Se echó la bolsa al hombro y empezó a caminar para salir de la capilla. La seguí.

El sol nos cegó por un momento cuando salíamos de la catedral. Un chico vestido con harapos salió de la sombra de una puerta, extendiendo el muñón que tenía por un brazo. Le puse unas monedas en la otra mano.

Rachel se puso unas enormes gafas de sol; después, evaluó mi chaqueta y mi pantalón de lino arrugados.
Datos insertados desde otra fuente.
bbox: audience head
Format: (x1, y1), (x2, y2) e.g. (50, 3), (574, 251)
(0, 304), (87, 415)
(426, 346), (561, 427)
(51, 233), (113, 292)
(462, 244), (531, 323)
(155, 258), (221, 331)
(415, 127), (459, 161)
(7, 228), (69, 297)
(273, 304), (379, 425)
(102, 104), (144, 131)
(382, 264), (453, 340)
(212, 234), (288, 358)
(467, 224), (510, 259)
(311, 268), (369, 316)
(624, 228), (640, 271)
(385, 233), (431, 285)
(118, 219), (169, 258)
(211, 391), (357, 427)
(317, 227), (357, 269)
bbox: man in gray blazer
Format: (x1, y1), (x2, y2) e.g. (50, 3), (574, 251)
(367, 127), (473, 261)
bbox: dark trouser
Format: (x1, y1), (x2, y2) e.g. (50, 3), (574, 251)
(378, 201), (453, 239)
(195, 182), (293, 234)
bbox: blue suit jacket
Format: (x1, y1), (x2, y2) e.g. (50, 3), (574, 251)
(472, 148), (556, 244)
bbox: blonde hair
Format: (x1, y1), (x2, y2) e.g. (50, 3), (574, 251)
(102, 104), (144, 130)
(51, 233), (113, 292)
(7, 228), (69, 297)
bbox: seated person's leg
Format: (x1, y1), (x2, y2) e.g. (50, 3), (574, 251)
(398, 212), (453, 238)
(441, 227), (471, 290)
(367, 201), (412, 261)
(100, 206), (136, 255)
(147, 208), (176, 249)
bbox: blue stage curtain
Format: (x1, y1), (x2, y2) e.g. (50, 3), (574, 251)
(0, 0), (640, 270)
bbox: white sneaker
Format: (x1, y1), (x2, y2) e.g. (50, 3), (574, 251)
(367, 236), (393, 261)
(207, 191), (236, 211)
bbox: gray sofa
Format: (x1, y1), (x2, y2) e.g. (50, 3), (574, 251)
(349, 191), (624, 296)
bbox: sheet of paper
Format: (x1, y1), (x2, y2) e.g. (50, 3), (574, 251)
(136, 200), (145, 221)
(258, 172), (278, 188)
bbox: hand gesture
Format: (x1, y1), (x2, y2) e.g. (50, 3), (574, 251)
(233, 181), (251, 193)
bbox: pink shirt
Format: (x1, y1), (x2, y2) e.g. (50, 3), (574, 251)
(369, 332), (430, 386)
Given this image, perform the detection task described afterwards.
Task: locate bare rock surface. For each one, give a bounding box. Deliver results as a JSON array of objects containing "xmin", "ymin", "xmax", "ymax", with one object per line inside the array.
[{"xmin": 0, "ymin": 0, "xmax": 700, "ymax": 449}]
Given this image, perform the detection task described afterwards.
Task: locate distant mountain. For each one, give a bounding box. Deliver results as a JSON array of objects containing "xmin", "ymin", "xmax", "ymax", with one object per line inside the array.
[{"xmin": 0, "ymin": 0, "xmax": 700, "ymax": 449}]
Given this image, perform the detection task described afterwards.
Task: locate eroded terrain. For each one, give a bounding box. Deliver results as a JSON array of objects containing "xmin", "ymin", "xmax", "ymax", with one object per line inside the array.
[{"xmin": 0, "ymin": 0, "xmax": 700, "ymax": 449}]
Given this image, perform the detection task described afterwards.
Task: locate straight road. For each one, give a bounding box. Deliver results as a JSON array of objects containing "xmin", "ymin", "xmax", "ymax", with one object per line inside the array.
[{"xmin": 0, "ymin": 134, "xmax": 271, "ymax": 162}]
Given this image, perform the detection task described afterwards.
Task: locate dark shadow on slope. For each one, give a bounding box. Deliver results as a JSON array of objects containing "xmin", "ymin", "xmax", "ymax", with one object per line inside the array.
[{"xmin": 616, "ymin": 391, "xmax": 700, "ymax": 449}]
—He oído hablar de lo que le ocurrió a tu amigo Barry —dijo ella—. Me sorprendió muchísimo. No me parecía que fuese la clase de persona que se suicida.

—No lo hizo.

Un grupo de chicos de uniforme que salían del patio de la escuela de la catedral pasaron corriendo entre risas. Me gustó no estar solo. Volvía a invadirme la misma soledad que sentí al colgar el teléfono tras hablar con mi familia. Necesitaba compañía.

—Mira, ¿quieres tomar una copa?

—¿Una copa? La última vez que hablamos tuve la fuerte impresión de que ni siquiera te gustaba.

—Estaba borracho y beligerante. Perdóname.

Raquel me estudió, socarrona.

—No, no lo creo. Lo siento, Oliver —me respondió y comenzó a alejarse.

Yo la seguí.

—Por favor, solo necesito hablar con alguien que conozca mi historia, alguien en quien confíe…

Ella se detuvo.

—¿Tienes problemas?

—Por favor, Rachel, no puedes hacerte una idea de lo solo que estoy…

Ella vaciló, buscando algo en mi rostro, quizá una huella del estudiante idealista que ella conocía; después, me cogió del brazo.